Treatment conditions for the aqueous light bleaching step will closely parallel those used by practicing conservators. Initially, experiments will be performed to determine how variations in some experimental conditions influence the results of the treatment. Conditions which optimize results will be selected for use in subsequent studies, for which they will be carefully controlled.

Primary Publications
Schaeffer, T.T., V. Blyth-Hill, and J.R. Druzik, "Aqueous Light Bleaching of Paper: Comparison of Calcium Hydroxide and Magnesium Bicarbonate Bathing Solutions," Journal of the American Institute for Conservation, Vol. 35, 1996, pp. 219-238.

ABSTRACT-The immediate and long-term effects of aqueously light bleaching both unsized and gelatin-sized cotton cellulose papers in either calcium hydroxide, Ca(OH)2, or magnesium bicarbonate, Mg(HCO3)2, solutions were investigated. After samples were treated by washing, bleaching, or control bathing in the dark, one-half of all samples was assessed. Appearance was analyzed by reflectance spectrometry, tensile behavior was observed using stress-strain measurements, and pH and gelatin content in the papers were measured with modified TAPPI standard measurement procedures. The results showed that exposure to light per se during the bleaching process did not adversely affect the properties of the papers. It appeared that aqueous light bleaching of the unsized paper was equally effective in either solution. The visible changes in appearance, as well as alterations in other properties of the gelatin-sized paper, were influenced by the partial removal of sizing upon immersion. Finally, a clear preference for calcium hydroxide or magnesium bicarbonate as the bathing solution for aqueous light bleaching was not suggested by the results of the limited number of experiments possible in this study. Thus the choice of immersion solution should be made on an individual basis.
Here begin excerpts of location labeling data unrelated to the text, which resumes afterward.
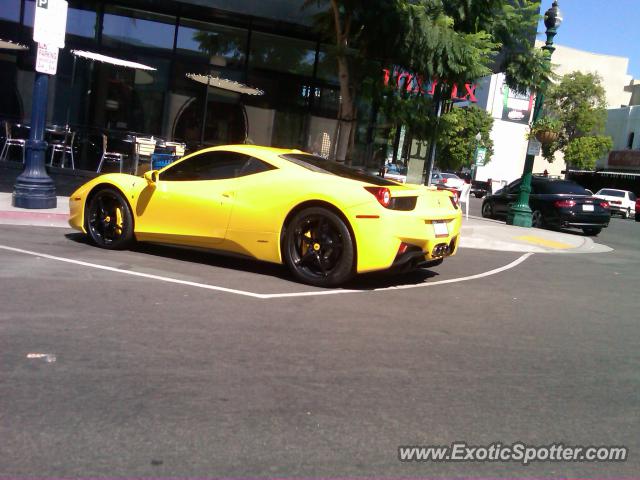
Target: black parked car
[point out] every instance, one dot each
(554, 203)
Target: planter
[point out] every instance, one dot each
(547, 137)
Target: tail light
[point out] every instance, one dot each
(382, 194)
(565, 203)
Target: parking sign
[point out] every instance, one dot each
(50, 22)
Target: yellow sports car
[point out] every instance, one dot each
(324, 220)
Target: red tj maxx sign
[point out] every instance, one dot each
(416, 84)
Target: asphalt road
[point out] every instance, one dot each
(162, 379)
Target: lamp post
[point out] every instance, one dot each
(519, 213)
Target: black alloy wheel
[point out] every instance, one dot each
(109, 220)
(318, 248)
(487, 210)
(537, 220)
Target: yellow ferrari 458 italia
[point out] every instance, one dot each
(323, 220)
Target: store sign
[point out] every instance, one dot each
(416, 85)
(50, 23)
(628, 159)
(47, 59)
(534, 147)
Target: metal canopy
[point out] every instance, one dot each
(112, 60)
(224, 84)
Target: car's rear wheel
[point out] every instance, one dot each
(592, 231)
(109, 221)
(537, 220)
(318, 248)
(487, 210)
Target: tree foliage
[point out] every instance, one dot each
(579, 103)
(452, 40)
(457, 142)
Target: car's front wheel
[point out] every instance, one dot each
(109, 221)
(318, 248)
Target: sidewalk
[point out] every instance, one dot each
(477, 233)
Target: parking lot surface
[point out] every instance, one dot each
(151, 373)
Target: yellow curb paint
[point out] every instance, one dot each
(544, 242)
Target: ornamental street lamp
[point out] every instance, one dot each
(520, 213)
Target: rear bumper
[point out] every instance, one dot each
(378, 238)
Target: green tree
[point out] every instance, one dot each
(457, 142)
(456, 40)
(579, 103)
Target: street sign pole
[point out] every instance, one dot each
(34, 188)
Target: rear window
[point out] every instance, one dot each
(322, 165)
(561, 187)
(611, 193)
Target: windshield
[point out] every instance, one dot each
(560, 188)
(322, 165)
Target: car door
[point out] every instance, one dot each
(192, 200)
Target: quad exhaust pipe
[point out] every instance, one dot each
(440, 250)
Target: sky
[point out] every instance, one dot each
(610, 27)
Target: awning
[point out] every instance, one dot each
(224, 84)
(112, 60)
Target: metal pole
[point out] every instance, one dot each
(520, 213)
(34, 188)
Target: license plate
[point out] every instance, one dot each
(440, 229)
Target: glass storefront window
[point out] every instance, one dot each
(79, 22)
(10, 10)
(283, 54)
(220, 45)
(126, 27)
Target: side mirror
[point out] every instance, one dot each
(151, 177)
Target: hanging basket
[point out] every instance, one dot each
(547, 137)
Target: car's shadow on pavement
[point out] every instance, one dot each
(367, 281)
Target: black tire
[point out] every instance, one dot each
(108, 220)
(537, 219)
(592, 231)
(487, 210)
(318, 248)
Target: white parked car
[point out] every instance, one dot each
(621, 201)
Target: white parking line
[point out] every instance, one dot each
(266, 296)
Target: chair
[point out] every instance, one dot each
(10, 141)
(65, 147)
(464, 198)
(110, 157)
(145, 146)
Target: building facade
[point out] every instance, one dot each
(266, 44)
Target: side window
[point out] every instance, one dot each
(218, 165)
(514, 187)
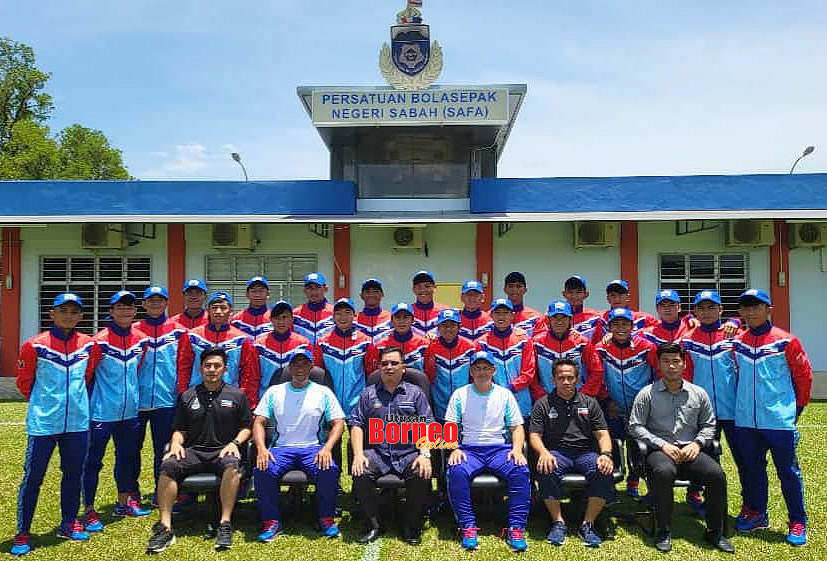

Schaeffer, T.T., V. Blyth-Hill, and J. R. Druzik, "Aqueous Light Bleaching of Rag Paper: An Effective Tool for Stain Removal," The Paper Conservator, Vol. 21, 1997, pp. 1-14.

ABSTRACT-When conservators of art on paper in the United States find a bleaching procedure is necessary, they frequently choose aqueous light bleaching. Experiments and practical experience with this technique have shown that when it is applied to rag papers it is effective and can produce aesthetically pleasing results. The long term efficacy of overall aqueous light bleaching has now been investigated, for removal of stains due to contact of gelatin-sized papers with acidic, ligneous materials. Unstained controls and controls for the treatments were included. Bleaching was accomplished with daylight fluorescent tubes. One half of each sample was artificially aged. The aqueously light bleached sample in each group was the least discolored. The tensile properties of maximum strength, elongation to break, and stiffness were not adversely affected by exposure to light during treatment. Paper pH was similarly unaffected. Some gelatin size was removed from the papers during immersion for treatment, but the aqueously light bleached samples lost no more than the controls immersed in the dark. The aqueous light bleaching protocol followed in these experiments appears to reduce the stain effectively. The changes in other attributes tested were no different from changes caused by bathing in a slightly alkaline solution.

Schaeffer , T. T., "A Semiquantitative Assay, Based on the TAPPI Method, for Monitoring Changes in Gelatin Content of Paper Due to Treatment," Journal of the American Institute for Conservation, Vol. 34, 1995, pp. 95-105.

ABSTRACT- A standard qualitative assay for glue in paper (TAPPI T 504 om-84) was adapted for use as a semiquantitative colorimetric procedure to determine changes in the amount of gelatin size due to treatment. The modified method is described in detail. Cellulose, alum, and proteins that do not contain hydroxyproline do not interfere with this assay. It has been used to document changes in the gelatin content of modern rag papers due to washing, aqueous light bleaching, and enzyme treatment. The results indicate that a significant fraction of the gelatin size was removed by immersion of the papers in Mg(HCO3)2 bathing solution at room temperature. Paper conservators may want to consider this phenomenon as a factor when they plan aqueous treatments for paper-based objects.